Big data can bring huge benefits to businesses of all sizes. However, as with any business project, proper preparation and planning is essential, especially when it comes to infrastructure. Until recently it was hard for companies to get into big data without making heavy infrastructure investments (expensive data warehouses, software, analytics staff, etc.). But times have changed. Cloud computing in particular has opened up a lot of options for using big data, as it means businesses can tap into big data without having to invest in massive on-site storage and data processing facilities.

In order to get going with big data and turn it into insights and business value, it’s likely you’ll need to make investments in the following key infrastructure elements: data collection, data storage, data analysis, and data visualization/output. Let’s look at each area in turn.

Data collection

This is where the data arrives. It includes everything from your sales records, customer database, feedback, social media channels, marketing lists, email archives and any data gleaned from monitoring or measuring aspects of your operations. You may already have the data you need, but chances are you need to source some or all of the data required.

If you do need to source new data, this may require new infrastructure investments.

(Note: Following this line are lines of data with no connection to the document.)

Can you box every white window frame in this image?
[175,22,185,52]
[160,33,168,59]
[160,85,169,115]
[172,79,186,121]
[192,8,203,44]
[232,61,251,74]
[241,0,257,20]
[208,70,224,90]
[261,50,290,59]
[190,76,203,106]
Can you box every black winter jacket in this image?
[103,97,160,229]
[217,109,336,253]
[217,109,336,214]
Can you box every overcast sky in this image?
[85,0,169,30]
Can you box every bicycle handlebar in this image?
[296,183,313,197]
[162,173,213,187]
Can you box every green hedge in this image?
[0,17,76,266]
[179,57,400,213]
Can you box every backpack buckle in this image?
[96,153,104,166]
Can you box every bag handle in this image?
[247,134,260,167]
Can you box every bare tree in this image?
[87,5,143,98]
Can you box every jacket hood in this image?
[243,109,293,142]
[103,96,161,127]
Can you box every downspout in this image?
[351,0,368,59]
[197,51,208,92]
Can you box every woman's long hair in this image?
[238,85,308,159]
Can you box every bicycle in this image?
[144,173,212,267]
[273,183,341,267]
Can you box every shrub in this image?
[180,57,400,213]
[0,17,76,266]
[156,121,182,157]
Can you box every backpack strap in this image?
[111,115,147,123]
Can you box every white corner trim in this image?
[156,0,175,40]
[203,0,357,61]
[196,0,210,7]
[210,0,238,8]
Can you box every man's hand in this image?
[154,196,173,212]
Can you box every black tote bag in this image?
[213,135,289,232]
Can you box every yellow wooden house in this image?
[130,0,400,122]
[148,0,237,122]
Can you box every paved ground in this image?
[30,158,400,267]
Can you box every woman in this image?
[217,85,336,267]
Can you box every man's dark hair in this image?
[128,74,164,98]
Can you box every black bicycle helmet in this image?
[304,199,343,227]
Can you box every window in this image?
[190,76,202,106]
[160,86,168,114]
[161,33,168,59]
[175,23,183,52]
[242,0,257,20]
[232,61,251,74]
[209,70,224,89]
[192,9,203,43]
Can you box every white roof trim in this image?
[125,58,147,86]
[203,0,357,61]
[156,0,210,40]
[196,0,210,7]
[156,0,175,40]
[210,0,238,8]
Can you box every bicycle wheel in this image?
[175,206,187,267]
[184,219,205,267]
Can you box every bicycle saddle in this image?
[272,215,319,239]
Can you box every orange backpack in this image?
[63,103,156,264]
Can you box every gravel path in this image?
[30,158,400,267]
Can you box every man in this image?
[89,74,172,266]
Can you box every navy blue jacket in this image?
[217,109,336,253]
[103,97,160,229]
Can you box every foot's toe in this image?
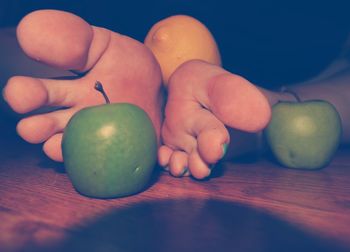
[168,151,189,177]
[17,109,75,143]
[3,76,78,114]
[188,150,211,179]
[43,133,63,162]
[158,145,173,167]
[197,125,230,164]
[3,76,48,114]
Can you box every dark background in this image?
[0,0,350,88]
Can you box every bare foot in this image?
[158,60,271,179]
[4,10,162,161]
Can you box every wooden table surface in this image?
[0,118,350,252]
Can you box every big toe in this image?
[43,133,63,162]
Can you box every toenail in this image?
[1,88,7,102]
[221,143,228,158]
[179,167,188,177]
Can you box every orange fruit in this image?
[144,15,221,86]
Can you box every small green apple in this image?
[62,82,157,198]
[265,100,342,169]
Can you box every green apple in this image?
[265,100,342,169]
[62,83,157,198]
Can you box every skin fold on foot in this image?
[3,10,163,161]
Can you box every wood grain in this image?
[0,121,350,251]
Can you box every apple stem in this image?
[95,81,111,104]
[281,86,302,102]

Infrastructure requirements for capturing data depend on the type or types of data required, but key options might include: sensors (that could sit in devices, machines, buildings, or on vehicles, packaging, or anywhere else you would like to capture data from); apps which generate user data (for example, a customer app which allows customers to order more easily); CCTV video; beacons (such as iBeacons changes to your website that prompt customers for more information; and social media profiles.

With a little technical knowledge, you can set many of these systems up yourself, or you can partner with a data company to set up the systems and capture the data on your behalf. Accessing external data sources, such as social media sites, may require little or no infrastructure changes on your part, since you’re accessing data that someone else is capturing and managing. If you’ve got a computer and an internet connection, you’re pretty much good to go.

Data storage

This is where you keep your data once it is gathered from your sources. As the volume of data generated and stored by companies has exploded, sophisticated but accessible systems and tools have been developed to help with this task. The main storage options include: a traditional data warehouse; a data lake; a distributed/cloud-based storage system; and your company server or a computer hard disk.

Regular hard disks are available at very high capacities and for very little cost these days and, if you’re a small business, this may be all you need. But when you start to deal with storing and analyzing a large amount of data, or if data is going to be a key part of your business going forward, a more sophisticated, distributed (usually cloud-based) system like Hadoop may be called for. 

Data analysis

When you want to use the data you have stored to find out something useful, you will need to process and analyze it. So this layer is all about turning data into insights. This is where programing languages and platforms come into play.

There are three basic steps in this process: 1. preparing the data (identifying, cleaning and formatting the data so it is ready for analysis); 2. building the analytic model; and 3. drawing a conclusion from the insights gained.

Software exists from vendors such as IBMOracle and Google to help you do all of this: turning raw data into insights. Google has BigQuery, which is designed to let anyone with a bit of data science knowledge run queries against vast datasets. Other analytics options include Cloudera, Microsoft HDInsight and Amazon Web Services. And many startups are piling into the market, offering simple solutions which claim to let you feed it with all of your data, and sit back while it highlights the most important insights, and suggests actions for you to take.

Data visualization/output

This is how the insights gleaned from analyzing the data are passed on to the people who need them, i.e. the decision makers in your company. Clear and concise communication is essential, and this output can take the form of brief reports, charts, figures and key recommendations.

All too often I see businesses bury the real nuggets of information that could really impact strategy in a 50-page report or a complicated graphic that no one understands. It’s clearly unrealistic to expect busy people to wade through mountains of data with endless spreadsheet appendices and extract the key messages. Remember: if the key insights aren’t clearly presented, they won’t result in action.

Key data output options include management dashboards, commercial data visualization platforms that make the data attractive and easy to understand, and simple graphics (like charts and graphs) that communicate insights.

Together, these four areas represent the key infrastructure requirements for big data analysis.